SnowPro Advanced: Data Engineer — Question 49
A company is using Snowpipe to bring in millions of rows every day of Change Data Capture (CDC) into a Snowflake staging table on a real-time basis. The CDC needs to get processed and combined with other data in Snowflake and land in a final table as part of the full data pipeline.
How can a Data Engineer MOST efficiently process the incoming CDC on an ongoing basis?
Answer options
- A. Create a stream on the staging table and schedule a task that transforms data from the stream, only when the stream has data.
- B. Transform the data during the data load with Snowpipe by modifying the related COPY INTO statement to include transformation steps such as CASE statements and JOINS.
- C. Schedule a task that dynamically retrieves the last time the task was run from information_schema.task_history and use that timestamp to process the delta of the new rows since the last time the task was run.

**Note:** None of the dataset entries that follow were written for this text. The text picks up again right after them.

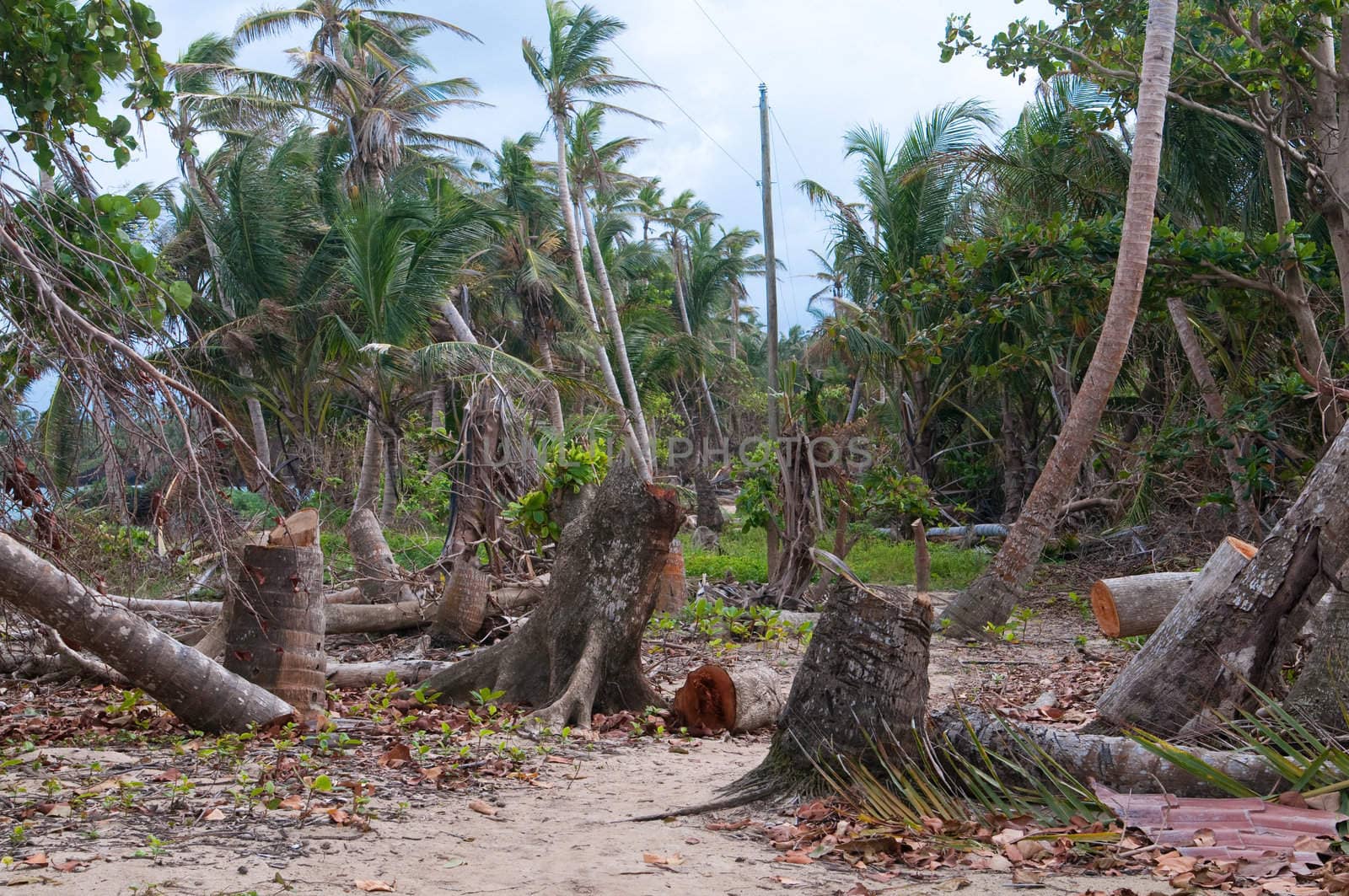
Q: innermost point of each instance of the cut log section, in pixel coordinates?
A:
(276, 636)
(1137, 605)
(193, 687)
(715, 700)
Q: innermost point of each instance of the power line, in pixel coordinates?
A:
(789, 148)
(728, 42)
(683, 111)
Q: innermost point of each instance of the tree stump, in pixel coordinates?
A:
(1227, 635)
(1137, 605)
(276, 636)
(580, 651)
(863, 678)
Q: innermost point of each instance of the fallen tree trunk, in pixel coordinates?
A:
(580, 651)
(379, 577)
(1116, 761)
(276, 636)
(359, 675)
(193, 687)
(1220, 639)
(1137, 605)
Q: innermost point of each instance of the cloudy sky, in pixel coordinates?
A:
(829, 67)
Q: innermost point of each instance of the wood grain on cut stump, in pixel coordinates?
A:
(1126, 606)
(276, 636)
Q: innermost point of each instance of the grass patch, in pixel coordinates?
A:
(873, 557)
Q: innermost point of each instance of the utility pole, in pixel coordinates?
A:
(771, 307)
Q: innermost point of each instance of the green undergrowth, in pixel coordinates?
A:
(873, 559)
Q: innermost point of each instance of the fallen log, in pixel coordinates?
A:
(717, 700)
(359, 675)
(1137, 605)
(1116, 761)
(193, 687)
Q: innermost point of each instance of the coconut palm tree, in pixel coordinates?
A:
(573, 74)
(995, 593)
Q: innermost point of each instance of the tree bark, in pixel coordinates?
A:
(368, 482)
(615, 327)
(1248, 518)
(580, 651)
(1221, 637)
(195, 689)
(1321, 691)
(1126, 606)
(995, 593)
(573, 242)
(863, 673)
(276, 636)
(389, 507)
(379, 575)
(1116, 761)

- D. Use a CREATE OR REPLACE TABLE AS statement that references the staging table and includes all the transformation SQL. Use a task to run the full CREATE OR REPLACE TABLE AS statement on a scheduled basis.
Correct answer: A
Explanation
Option A is the most efficient because it allows for real-time processing of changes as they occur, utilizing Snowflake's stream functionality. Options B and D would require processing the entire dataset each time, which is less efficient. Option C, while it processes delta data, may not capture changes in real time and could lead to delays in data availability.